The number two Republican in Congress, Eric Cantor, seems to have more loyalty to Israel than his own government.  He pushed for and succeeded in getting the U.S. Congress to invite Israel’s prime minister to address a joint session. The rare invitation has been criticized in many circles, including in Israel, where pundits have said that Netanyahu should address his own people about any new plan before addressing the American people.

Politically, Palestinian leaders have been trying hard to convince the Israelis of their commitment to peace. The Palestinian president has publicly opposed any militarization of anti-Israeli protests and has declared his opposition to a third intifada. But the Palestinian public is concerned that the existence of the most moderate Palestinian leadership to date is a weakness rather than a strength.

On the ground, the big question continues to be what will happen the day after the unilateral declaration of Palestinian statehood at the UN. Memories of Israel’s own declaration on May 15, 1948 have been cited as one example of what might happen. Although no major war is expected upon the declaration, some expect that there will be movements on the ground to implement and extract sovereignty on Palestinian land.

An incident that took place last week might indicate what lies ahead: An Israeli vehicle carrying settlers entered the Palestinian city of Nablus without any coordination with the Palestinian Authority.  When settlers refused to accept Palestinian sovereignty over the area where Joseph’s tomb is located, an altercation took place that led to an Israeli settler getting killed by the fire of a Palestinian police person stationed in the area.

For some time, the Palestinian security forces have been criticized as being dormant and ineffective in defending Palestinians and their interests. There are tens of cases in which Israeli settlers have attacked Palestinians, destroyed property and burnt olive trees while the Palestinian police stood idly by not willing to intervene. Some question whether the Palestinian police force as well as the entire Palestinian public will become part of the political equation when the Palestinian state is declared.

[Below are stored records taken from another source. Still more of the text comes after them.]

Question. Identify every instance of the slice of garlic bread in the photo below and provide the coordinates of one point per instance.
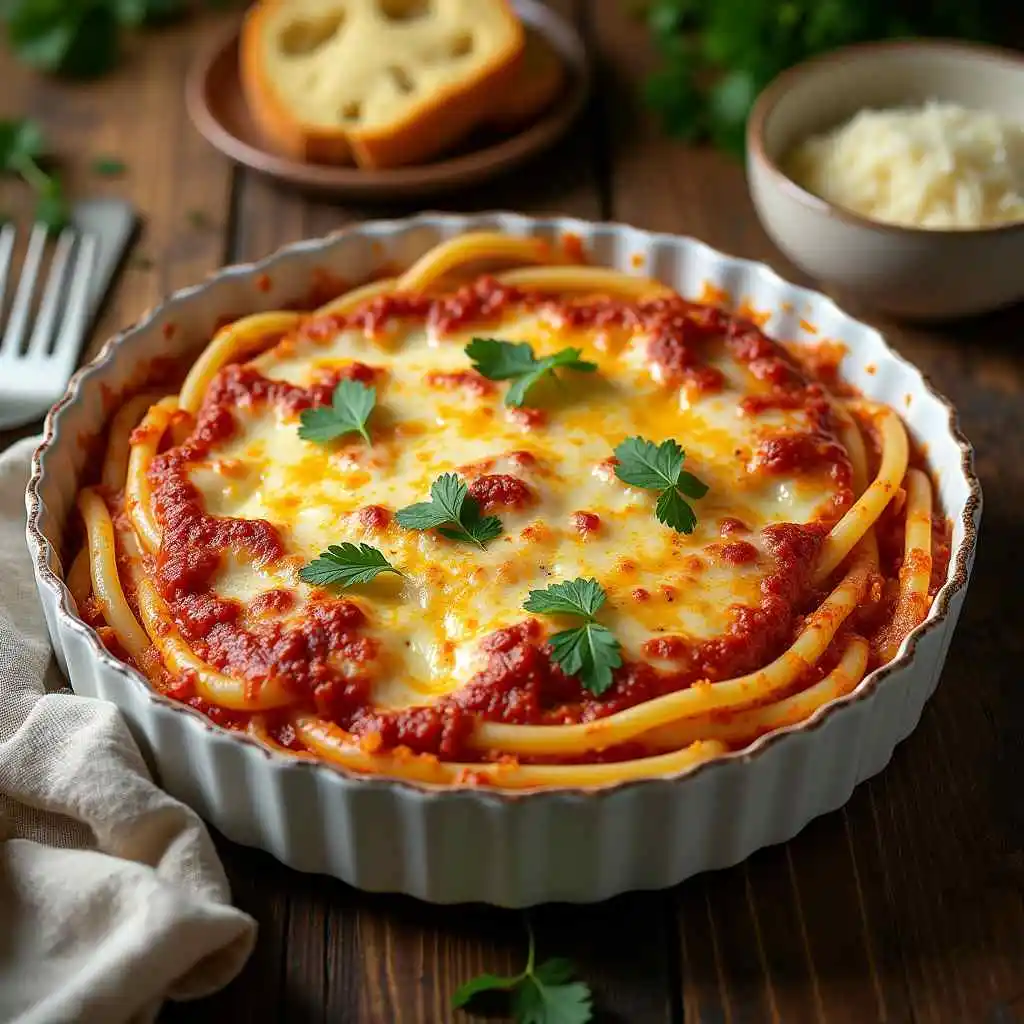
(386, 83)
(542, 77)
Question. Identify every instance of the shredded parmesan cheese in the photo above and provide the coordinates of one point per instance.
(937, 166)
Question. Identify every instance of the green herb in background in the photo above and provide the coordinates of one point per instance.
(717, 56)
(81, 38)
(109, 167)
(22, 147)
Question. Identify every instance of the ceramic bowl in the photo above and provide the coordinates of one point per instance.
(915, 273)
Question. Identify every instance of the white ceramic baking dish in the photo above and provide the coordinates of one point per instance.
(510, 849)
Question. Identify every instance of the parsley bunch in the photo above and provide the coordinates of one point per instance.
(22, 147)
(717, 56)
(542, 993)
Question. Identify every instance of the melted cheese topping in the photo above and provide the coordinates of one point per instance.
(657, 582)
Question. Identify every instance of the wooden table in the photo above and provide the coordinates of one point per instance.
(905, 906)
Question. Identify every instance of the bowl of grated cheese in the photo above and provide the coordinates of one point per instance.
(893, 173)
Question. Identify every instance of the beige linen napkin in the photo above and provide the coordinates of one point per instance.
(112, 897)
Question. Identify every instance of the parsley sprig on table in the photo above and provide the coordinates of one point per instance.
(659, 467)
(350, 407)
(590, 650)
(542, 993)
(22, 147)
(346, 565)
(452, 512)
(502, 360)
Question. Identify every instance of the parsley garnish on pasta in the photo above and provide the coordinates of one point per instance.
(590, 650)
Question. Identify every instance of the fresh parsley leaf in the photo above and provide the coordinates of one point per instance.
(659, 467)
(350, 407)
(500, 360)
(109, 167)
(345, 565)
(572, 597)
(453, 512)
(591, 650)
(541, 994)
(539, 1004)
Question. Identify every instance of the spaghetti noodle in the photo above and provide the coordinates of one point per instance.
(779, 600)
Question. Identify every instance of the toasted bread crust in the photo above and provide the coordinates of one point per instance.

The coming fall will tell whether the present movements in the Arab world for freedom and the end of dictatorships will also apply to Palestinians, who are yearning for the end of a four-decade-old foreign military occupation. Both the will and determination of Palestinians and the international community will be major factors in determining whether Palestine will become a free and independent state alongside a secure state of Israel or whether occupation will be allowed to continue.